4.4De rechtbank stelt verder vast dat de aangevraagde activiteiten waarover verweerder wèl een besluit heeft genomen (de aanleg van werken of werkzaamheden en het aanleggen van een uitrit) en de (impliciet) aangevraagde activiteit waarover verweerder dat niet heeft gedaan (het gebruiken van gronden in strijd met bestemmingsplan), onlosmakelijk met elkaar samenhangen als bedoeld in artikel 2.7 van de Wabo. Op deze drie activiteiten had verweerder dan ook in samenhang moeten besluiten. Dat heeft verweerder ten onrechte niet gedaan.
Conclusie en verdere besluitvorming door verweerder
5. Omdat verweerder niet volledig op de aanvraag heeft beslist, kan het bestreden besluit niet in stand blijven. Het beroep is gegrond. Het bestreden besluit is in strijd met de artikelen 3:2 en 7:12, eerste lid, van de Algemene wet bestuursrecht (Awb).
6. De rechtbank komt om die reden niet toe aan de inhoudelijke bespreking van de (overige) beroepsgronden van eiser.
7. De rechtbank ziet in dit geval geen mogelijkheid om dit gebrek te passeren of een bestuurlijke lus toe te passen omdat er (nog) geen besluit van verweerder op de (impliciete) aanvraag om een omgevingsvergunning voor gebruik in strijd met het bestemmingsplan is genomen. Verweerder moet dan ook alsnog op de drie aangevraagde activiteiten in samenhang een besluit nemen.
8. Wanneer verweerder bij de beoordeling van de aanvraag tot de conclusie komt dat de omgevingsvergunning niet met toepassing van de zogenoemde kruimelregeling kan worden vergund, moet verweerder alsnog voor de drie aangevraagde samenhangende activiteiten de uitgebreide openbare voorbereidingsprocedure (afdeling 3.4 van de Awb) volgen, ook wanneer verweerder van plan is de omgevingsvergunning te weigeren.Verweerder moet in dat geval het primaire besluit van 8 maart 2022 herroepen en tegelijkertijd een ontwerpbesluit ter inzage leggen voor alle aangevraagde activiteiten.
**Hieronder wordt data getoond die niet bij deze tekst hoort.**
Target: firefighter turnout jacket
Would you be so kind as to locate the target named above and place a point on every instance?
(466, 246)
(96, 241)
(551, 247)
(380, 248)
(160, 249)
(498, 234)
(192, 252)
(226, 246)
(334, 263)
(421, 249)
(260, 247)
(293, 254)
Eiser kan dan een zienswijze indienen.
9. Ter zitting heeft derde-partij zich op het standpunt gesteld dat in de uitgebreide procedure een verklaring van geen bedenkingen (vvgb) van de gemeenteraad niet nodig is als verweerder voornemens is om de gevraagde omgevingsvergunning te weigeren. De rechtbank merkt in dit verband op dat dit standpunt in zijn algemeenheid onjuist is. Verweerder moet ook wanneer hij de omgevingsvergunning wil weigeren in beginsel een vvgb vragen bij de gemeenteraad. Verweerder kan wel een omgevingsvergunning weigeren zonder een vvgb te hebben gevraagd, indien hij de weigering baseert op een andere weigeringsgrond dan de weigeringsgrond waarop de vvgb ziet. Ook indien de gemeenteraad gebruik heeft gemaakt van de mogelijkheid als bedoeld in artikel 6.5, derde lid, van het Besluit omgevingsrecht door categorieën van gevallen aan te wijzen waarin een vvgb niet is vereist, kan het college de omgevingsvergunning weigeren zonder eerst de gemeenteraad om een vvgb te vragen.
10. Verweerder heeft ter zitting gezegd dat hij ten tijde van het bestreden besluit I het belang van het behoud van het weidevogelgebied zwaarwegender heeft geacht dan het belang van eiser, onder meer omdat eiser de noodzaak voor een andere ontsluiting van zijn bedrijf naar de mening van verweerder niet concreet genoeg heeft onderbouwd. Verweerder sluit evenwel niet uit dat deze afweging op een later moment, afhankelijk van de dan voorhanden zijnde informatie, anders zou kunnen uitpakken. Verder heeft eiser ter zitting toegelicht dat in opdracht van de provincie recent een weidevogelanalyse is uitgevoerd in de polder Mijzen en dat er op dit moment door de provincie beleid wordt ontwikkeld waarbij mogelijk (ook) ter plaatse van het perceel meer verstoring van het weidevogelleefgebied mogelijk wordt gemaakt. Gelet hierop acht de rechtbank het aangewezen dat verweerder - voordat hij opnieuw beslist over het wel of niet verlenen van de gevraagde omgevingsvergunning - eiser in de gelegenheid stelt zijn standpunt door het indienen van een zienswijze of op andere wijze nader te onderbouwen.